Graduate Descent

Fast sigmoid sampling

sampling Gumbel

In this notebook, we describe a simple trick for efficiently sampling a Bernoulli random variable $Y$ from a sigmoid-defined distribution, $p(Y = 1) = (1 + \exp(-x))^{-1}$, where $x \in \mathbb{R}$ is the only parameter of the distribution ($x$ is often defined as the dot product of features and weights).

The "slow" method for sampling from a sigmoid,

$$ u \sim \textrm{Uniform}(0,1) $$$$ Y = \textrm{sigmoid}(x) > u $$

This method is slow because it calls the sigmoid function for every value of $x$. It is slow because $\exp$ is 2-3x slower than basic arithmetic operations.

In this post, I'll describe a simple trick, which is well-suited to vectorized computations (e.g., numpy, matlab). The way it works is by precomputing the expensive stuff (i.e., calls to expensive functions like $\exp$).

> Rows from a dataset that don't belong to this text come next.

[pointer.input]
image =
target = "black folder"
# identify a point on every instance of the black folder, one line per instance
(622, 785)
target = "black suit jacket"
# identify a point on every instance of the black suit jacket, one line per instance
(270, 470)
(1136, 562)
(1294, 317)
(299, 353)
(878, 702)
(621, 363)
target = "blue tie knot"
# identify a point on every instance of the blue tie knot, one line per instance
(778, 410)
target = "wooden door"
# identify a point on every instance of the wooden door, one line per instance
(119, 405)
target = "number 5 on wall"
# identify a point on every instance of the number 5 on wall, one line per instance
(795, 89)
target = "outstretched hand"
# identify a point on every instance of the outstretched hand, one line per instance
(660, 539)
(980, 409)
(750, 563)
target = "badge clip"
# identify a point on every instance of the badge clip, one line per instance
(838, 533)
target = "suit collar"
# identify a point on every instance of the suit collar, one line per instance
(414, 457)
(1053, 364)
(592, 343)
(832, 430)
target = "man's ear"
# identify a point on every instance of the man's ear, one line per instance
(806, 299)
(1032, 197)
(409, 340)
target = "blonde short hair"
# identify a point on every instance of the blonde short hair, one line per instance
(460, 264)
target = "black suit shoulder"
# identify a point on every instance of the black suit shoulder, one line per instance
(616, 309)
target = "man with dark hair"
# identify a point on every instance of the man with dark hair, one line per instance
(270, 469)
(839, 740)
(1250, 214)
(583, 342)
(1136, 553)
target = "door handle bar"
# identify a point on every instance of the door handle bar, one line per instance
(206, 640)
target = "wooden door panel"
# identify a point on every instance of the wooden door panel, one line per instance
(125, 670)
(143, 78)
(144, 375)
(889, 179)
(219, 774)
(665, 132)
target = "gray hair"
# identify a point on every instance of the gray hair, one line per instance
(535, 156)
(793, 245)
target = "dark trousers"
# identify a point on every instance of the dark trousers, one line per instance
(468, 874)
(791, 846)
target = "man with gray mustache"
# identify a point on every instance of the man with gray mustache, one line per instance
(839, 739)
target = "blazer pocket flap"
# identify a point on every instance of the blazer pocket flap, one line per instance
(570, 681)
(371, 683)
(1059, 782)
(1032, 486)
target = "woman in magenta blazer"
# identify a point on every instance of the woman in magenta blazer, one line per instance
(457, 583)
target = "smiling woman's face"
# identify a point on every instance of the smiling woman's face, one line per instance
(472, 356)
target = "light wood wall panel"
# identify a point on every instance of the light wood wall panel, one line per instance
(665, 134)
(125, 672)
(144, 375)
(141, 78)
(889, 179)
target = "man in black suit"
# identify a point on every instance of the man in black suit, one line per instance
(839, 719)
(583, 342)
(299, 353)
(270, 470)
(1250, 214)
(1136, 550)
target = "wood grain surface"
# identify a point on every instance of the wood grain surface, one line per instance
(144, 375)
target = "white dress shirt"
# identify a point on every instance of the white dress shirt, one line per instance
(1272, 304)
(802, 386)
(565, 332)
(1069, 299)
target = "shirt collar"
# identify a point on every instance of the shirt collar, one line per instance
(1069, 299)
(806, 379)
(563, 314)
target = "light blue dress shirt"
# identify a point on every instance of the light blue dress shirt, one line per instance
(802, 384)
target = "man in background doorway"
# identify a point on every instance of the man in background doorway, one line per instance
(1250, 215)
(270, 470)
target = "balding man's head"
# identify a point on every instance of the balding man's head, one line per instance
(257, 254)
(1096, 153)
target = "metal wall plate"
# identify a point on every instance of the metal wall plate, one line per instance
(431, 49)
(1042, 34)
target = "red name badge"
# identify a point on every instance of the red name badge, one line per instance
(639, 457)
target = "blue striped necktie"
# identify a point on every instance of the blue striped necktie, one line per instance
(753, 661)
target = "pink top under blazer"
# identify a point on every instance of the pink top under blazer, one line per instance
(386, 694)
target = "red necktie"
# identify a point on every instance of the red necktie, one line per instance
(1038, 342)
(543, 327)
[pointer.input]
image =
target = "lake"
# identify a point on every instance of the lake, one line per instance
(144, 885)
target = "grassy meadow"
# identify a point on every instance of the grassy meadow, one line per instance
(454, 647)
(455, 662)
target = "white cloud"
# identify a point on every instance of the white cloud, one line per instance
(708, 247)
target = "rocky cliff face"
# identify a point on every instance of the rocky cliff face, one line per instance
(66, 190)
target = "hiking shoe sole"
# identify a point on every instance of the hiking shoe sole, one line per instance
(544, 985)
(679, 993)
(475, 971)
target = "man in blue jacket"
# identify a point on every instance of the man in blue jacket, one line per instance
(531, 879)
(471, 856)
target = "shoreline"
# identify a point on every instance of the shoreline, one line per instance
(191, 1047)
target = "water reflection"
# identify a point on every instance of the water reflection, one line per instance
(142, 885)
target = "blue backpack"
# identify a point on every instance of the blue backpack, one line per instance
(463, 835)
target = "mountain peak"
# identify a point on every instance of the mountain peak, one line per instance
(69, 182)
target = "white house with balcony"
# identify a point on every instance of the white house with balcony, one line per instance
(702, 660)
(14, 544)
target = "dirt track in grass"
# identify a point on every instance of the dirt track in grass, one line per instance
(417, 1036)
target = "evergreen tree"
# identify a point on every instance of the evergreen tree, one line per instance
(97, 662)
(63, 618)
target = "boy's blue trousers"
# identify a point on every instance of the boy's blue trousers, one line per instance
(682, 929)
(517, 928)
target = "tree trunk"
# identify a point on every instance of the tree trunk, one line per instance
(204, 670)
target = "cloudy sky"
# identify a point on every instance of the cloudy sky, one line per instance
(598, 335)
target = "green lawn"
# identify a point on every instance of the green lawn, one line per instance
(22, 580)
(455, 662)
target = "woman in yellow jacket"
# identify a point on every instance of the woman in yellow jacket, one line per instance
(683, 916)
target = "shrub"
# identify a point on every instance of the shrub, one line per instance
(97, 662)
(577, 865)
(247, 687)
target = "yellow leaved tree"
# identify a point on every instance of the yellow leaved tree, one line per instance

$$ \textrm{sigmoid}(x) > u \Leftrightarrow \textrm{logit}(\textrm{sigmoid}(x)) > \textrm{logit}(u) \Leftrightarrow x > \textrm{logit}(u). $$

Some details worth mentioning: (a) logit is the inverse of sigmoid—sometimes it's called expit to highlight this connection—and (b) logit is strictly monotonic increasing you can apply it both sides of an inequality and preserve the ordering (there's a plot in the appendix).

The "fast" method derives it's advantage by leveraging the fact that expensive computation can be done independently of the data (i.e., specific values of $x$). The fast method is also interesting as just cute math. In the bonus section of this post, we'll make a connection to the Gumbel-max trick.

How fast is it in practice? Below, we run a quick experiment to test that the method is correct and how fast it is.

In [1]:
%matplotlib inline
import numpy as np
import pylab as pl
from numpy.random import uniform
from numpy import exp
from scipy.special import expit as sigmoid, logit
from arsenal.timer import timers    #
In [2]:
T = timers()

# These are the sigmoid parameters we're going to sample from.
n = 10000
X = np.linspace(-5,5,n)

# number of runs to average over.
R = 1000

# Used for plotting average p(Y=1)
F = np.zeros_like(X)

# Temporary array for saving on memory allocation, cf. method slow-2.
tmp = np.empty(n)                     

for _ in range(R):

    # Let's use the same random variables for all methods. This allows 
    # for a lower variance comparsion and equivalence testing.
    u = uniform(0,1,size=n)
    z = logit(u)       # used in fast method: precompute expensive stuff.

    # Requires computing sigmoid for each x.
    with T['slow1']:
        s1 = sigmoid(X) > u           
    # Avoid memory allocation in slow-1 by using the out option to sigmoid
    # function. It's a little bit faster than slow-1.
    with T['slow2']:
        sigmoid(X, out=tmp)           
        s2 = tmp > u

    # Rolling our sigmoid is a bit slower than using the library function.
    # Not to mention this implementation isn't as numerically stable.
    with T['slow3']:
        s3 = 1/(1+exp(-X)) > u
    # The fast method.
    with T['fast']:
        f = X > z
    F += f / R    
    assert (s1 == f).all()
    assert (s2 == f).all()
    assert (s3 == f).all()

pl.plot(X, F)
pl.plot(X, sigmoid(X), c='r', lw=2)
fast is 26.8226x faster than slow1 (avg: slow1: 0.000353234 fast: 1.31693e-05)
slow2 is 1.0093x faster than slow1 (avg: slow1: 0.000353234 slow2: 0.000349975)
slow1 is 1.0920x faster than slow3 (avg: slow3: 0.000385725 slow1: 0.000353234)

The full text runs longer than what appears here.